Thursday, September 16, 2004

Kontroll


What is surely the 'Clerks' of this years festival. Kontroll comes out of nowhere. It opens with a man reading a statement to the effect of: The following film is fiction. This is in no way a reflection on how the Budapest subway system operates. Any incidents are unrealated symbols of the directors story.
What follows is a movie that is a look into the world of the denizens of the Budapest underground. The characters that ride the midnight trains and the Kontroll officers which check to make sure they have a ticket (Budapest transit works on the honor system of buying a ticket to board the trains without gates).
The officers are a motely collection that without the arm-bands they wear, you couldn't tell them from the late-night customers. They are anti-social oddballs which try to enforce order in a chaotic environment where it seems that nobody actually pays for transit.

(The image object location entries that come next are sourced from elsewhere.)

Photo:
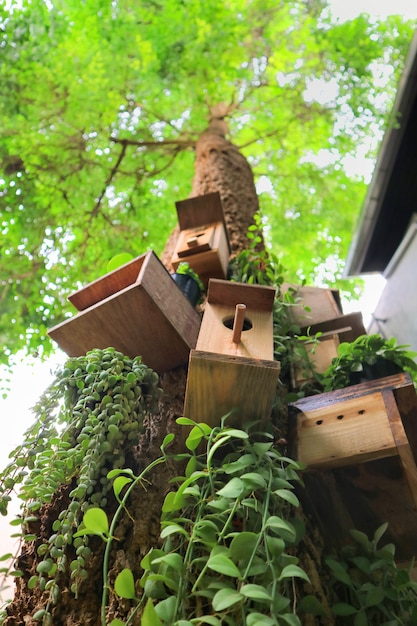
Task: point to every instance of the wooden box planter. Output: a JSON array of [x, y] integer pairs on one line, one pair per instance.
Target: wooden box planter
[[360, 448], [137, 309], [228, 373], [203, 240]]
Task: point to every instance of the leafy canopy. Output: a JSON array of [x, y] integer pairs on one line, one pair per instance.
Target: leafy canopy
[[102, 103]]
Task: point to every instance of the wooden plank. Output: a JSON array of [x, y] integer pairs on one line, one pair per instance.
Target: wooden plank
[[210, 263], [196, 240], [396, 381], [349, 327], [150, 318], [218, 384], [401, 441], [362, 496], [228, 293], [193, 212], [107, 285], [348, 432]]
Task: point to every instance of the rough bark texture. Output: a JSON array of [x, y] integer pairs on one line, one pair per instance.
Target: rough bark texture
[[219, 167]]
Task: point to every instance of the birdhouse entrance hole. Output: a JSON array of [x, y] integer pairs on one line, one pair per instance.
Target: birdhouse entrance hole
[[228, 322]]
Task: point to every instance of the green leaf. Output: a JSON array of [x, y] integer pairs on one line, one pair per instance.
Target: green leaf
[[360, 619], [96, 522], [124, 585], [166, 609], [380, 532], [173, 559], [374, 596], [291, 619], [233, 489], [119, 483], [258, 619], [207, 619], [277, 524], [343, 609], [171, 529], [287, 495], [223, 565], [311, 604], [224, 598], [243, 544], [255, 592], [150, 616], [194, 438], [254, 480], [293, 571]]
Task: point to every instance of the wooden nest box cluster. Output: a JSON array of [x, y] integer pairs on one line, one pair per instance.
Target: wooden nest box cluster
[[232, 368]]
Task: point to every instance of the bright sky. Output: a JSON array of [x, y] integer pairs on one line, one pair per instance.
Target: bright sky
[[30, 381]]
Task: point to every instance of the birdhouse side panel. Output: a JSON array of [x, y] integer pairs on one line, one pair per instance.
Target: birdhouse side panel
[[109, 284], [342, 434], [131, 322], [218, 384], [216, 333]]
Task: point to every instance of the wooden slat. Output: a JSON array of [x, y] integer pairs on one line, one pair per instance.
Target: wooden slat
[[220, 383], [200, 210], [228, 293], [210, 263], [401, 441], [202, 239], [396, 381], [256, 343], [344, 433], [349, 327], [151, 318], [108, 284]]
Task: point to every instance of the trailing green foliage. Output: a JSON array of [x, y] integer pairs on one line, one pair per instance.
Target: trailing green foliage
[[367, 357], [368, 586], [228, 528], [86, 422]]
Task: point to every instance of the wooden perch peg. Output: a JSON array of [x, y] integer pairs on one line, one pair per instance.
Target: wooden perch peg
[[238, 322]]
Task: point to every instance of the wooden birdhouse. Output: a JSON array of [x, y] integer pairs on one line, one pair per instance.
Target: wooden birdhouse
[[203, 240], [332, 332], [137, 309], [360, 447], [232, 367], [313, 304]]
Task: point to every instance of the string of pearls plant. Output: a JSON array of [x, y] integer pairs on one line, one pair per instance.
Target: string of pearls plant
[[85, 422]]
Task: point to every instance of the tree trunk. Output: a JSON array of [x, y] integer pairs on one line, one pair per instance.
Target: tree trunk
[[219, 166]]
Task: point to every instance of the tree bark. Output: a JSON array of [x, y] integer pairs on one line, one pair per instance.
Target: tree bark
[[219, 166]]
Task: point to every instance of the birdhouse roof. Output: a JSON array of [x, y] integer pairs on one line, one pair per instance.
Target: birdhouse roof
[[224, 292]]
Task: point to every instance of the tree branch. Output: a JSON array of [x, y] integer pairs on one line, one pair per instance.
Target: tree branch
[[183, 143]]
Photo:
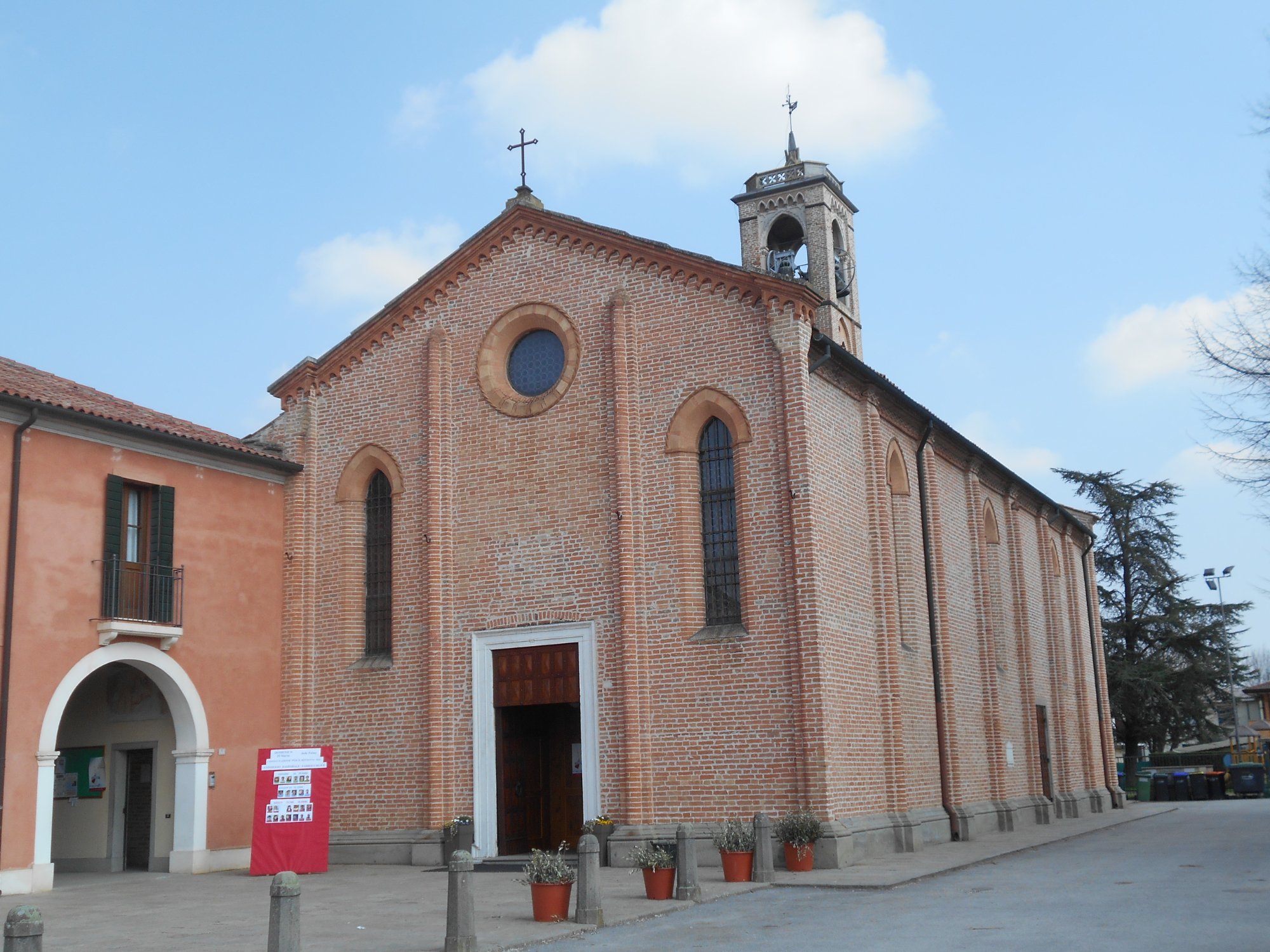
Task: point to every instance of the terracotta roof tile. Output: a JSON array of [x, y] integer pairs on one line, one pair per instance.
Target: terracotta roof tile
[[31, 384]]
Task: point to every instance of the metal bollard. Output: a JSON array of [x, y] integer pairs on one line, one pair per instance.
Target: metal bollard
[[764, 869], [23, 930], [460, 904], [686, 885], [285, 913], [589, 911]]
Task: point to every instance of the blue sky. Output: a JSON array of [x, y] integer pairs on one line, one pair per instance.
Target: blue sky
[[197, 196]]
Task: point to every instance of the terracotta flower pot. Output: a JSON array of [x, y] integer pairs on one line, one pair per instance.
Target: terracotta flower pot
[[737, 868], [660, 884], [551, 902], [799, 859]]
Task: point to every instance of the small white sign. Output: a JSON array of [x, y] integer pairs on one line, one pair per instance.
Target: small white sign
[[294, 760]]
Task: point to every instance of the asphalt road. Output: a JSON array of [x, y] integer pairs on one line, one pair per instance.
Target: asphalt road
[[1196, 879]]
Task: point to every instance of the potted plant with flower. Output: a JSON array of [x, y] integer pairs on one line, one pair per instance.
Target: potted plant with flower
[[551, 880], [798, 831], [735, 840], [457, 835], [601, 828], [658, 868]]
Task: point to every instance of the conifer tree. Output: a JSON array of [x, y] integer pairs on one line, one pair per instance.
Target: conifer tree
[[1166, 654]]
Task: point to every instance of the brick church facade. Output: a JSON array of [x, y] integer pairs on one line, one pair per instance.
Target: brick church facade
[[594, 525]]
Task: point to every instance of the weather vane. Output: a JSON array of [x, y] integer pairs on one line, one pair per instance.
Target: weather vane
[[521, 145], [792, 105]]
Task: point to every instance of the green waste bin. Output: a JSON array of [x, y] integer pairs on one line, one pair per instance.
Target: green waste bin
[[1144, 788]]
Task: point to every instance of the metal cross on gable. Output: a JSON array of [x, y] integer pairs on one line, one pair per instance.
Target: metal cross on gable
[[523, 145]]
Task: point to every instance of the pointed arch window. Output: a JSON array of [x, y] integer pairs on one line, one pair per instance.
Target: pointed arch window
[[379, 565], [719, 525]]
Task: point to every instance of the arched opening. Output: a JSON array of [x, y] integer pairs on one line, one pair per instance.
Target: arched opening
[[114, 780], [787, 248], [126, 724], [897, 473], [844, 268], [991, 532]]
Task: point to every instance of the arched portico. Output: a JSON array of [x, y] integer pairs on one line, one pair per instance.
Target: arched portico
[[192, 753]]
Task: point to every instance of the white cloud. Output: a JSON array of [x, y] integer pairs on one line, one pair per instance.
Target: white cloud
[[1153, 343], [371, 268], [1203, 464], [693, 82], [1027, 461], [418, 112]]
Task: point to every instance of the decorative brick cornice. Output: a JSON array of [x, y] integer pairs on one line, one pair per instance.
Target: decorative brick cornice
[[756, 290]]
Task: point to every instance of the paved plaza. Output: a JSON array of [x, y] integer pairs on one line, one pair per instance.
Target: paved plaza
[[1154, 876]]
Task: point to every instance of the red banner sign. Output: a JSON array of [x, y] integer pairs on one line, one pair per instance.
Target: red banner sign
[[291, 827]]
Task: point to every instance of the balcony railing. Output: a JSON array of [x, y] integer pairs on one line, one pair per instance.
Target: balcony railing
[[143, 593]]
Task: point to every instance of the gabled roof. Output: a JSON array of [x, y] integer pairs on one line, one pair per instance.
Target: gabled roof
[[34, 388], [566, 232]]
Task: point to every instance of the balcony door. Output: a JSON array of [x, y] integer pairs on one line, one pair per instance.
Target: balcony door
[[135, 553]]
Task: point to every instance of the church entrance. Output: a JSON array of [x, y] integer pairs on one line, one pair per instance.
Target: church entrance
[[538, 728]]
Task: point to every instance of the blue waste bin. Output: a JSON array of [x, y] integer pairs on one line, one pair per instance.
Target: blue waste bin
[[1216, 785], [1200, 786]]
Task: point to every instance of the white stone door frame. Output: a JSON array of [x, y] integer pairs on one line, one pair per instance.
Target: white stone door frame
[[485, 751], [190, 723]]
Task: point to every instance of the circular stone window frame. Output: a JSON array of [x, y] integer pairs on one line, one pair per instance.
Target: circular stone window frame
[[496, 348]]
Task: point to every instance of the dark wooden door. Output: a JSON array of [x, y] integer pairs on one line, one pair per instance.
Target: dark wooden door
[[138, 809], [538, 729], [521, 789], [1043, 748]]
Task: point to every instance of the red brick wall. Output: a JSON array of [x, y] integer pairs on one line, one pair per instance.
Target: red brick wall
[[581, 515]]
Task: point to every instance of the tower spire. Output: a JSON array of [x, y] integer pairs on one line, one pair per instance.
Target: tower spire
[[792, 149]]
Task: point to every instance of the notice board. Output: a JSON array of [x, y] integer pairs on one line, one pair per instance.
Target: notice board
[[79, 772], [291, 822]]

There is a book by Malcom Gladwell called the Tipping Point. One of the chapters in that book talks about the high murder rates in the New York Subway system in the late 1980s. The head of transit and chief of police cleaned up the problem by blitzing the subway system. But not in the way you would think. Instead they spent all their efforts painting over the graffitti and busting fare jumpers. This worked, and crime rates fell through the floor. Why did this work? Because in an environment of chaos, broken windows, graffitti and where nobody pays, people lose the perception of control and order and anarchy ensues. This feeling (and it is addressed in the movie) is one of the many layers of Kontroll.
There is a love-story component, a mystery-thriller involving subway jumpers and small character moments for each of the five enforcers. The joy in the movie is the immersive envorimnent of the underground which is carried off note-perfect. An unusal pace and fantastic cinematography (comeing to a peak with an full-on Rave on one of the platforms) is invigorating. Another one of the best of this years festival.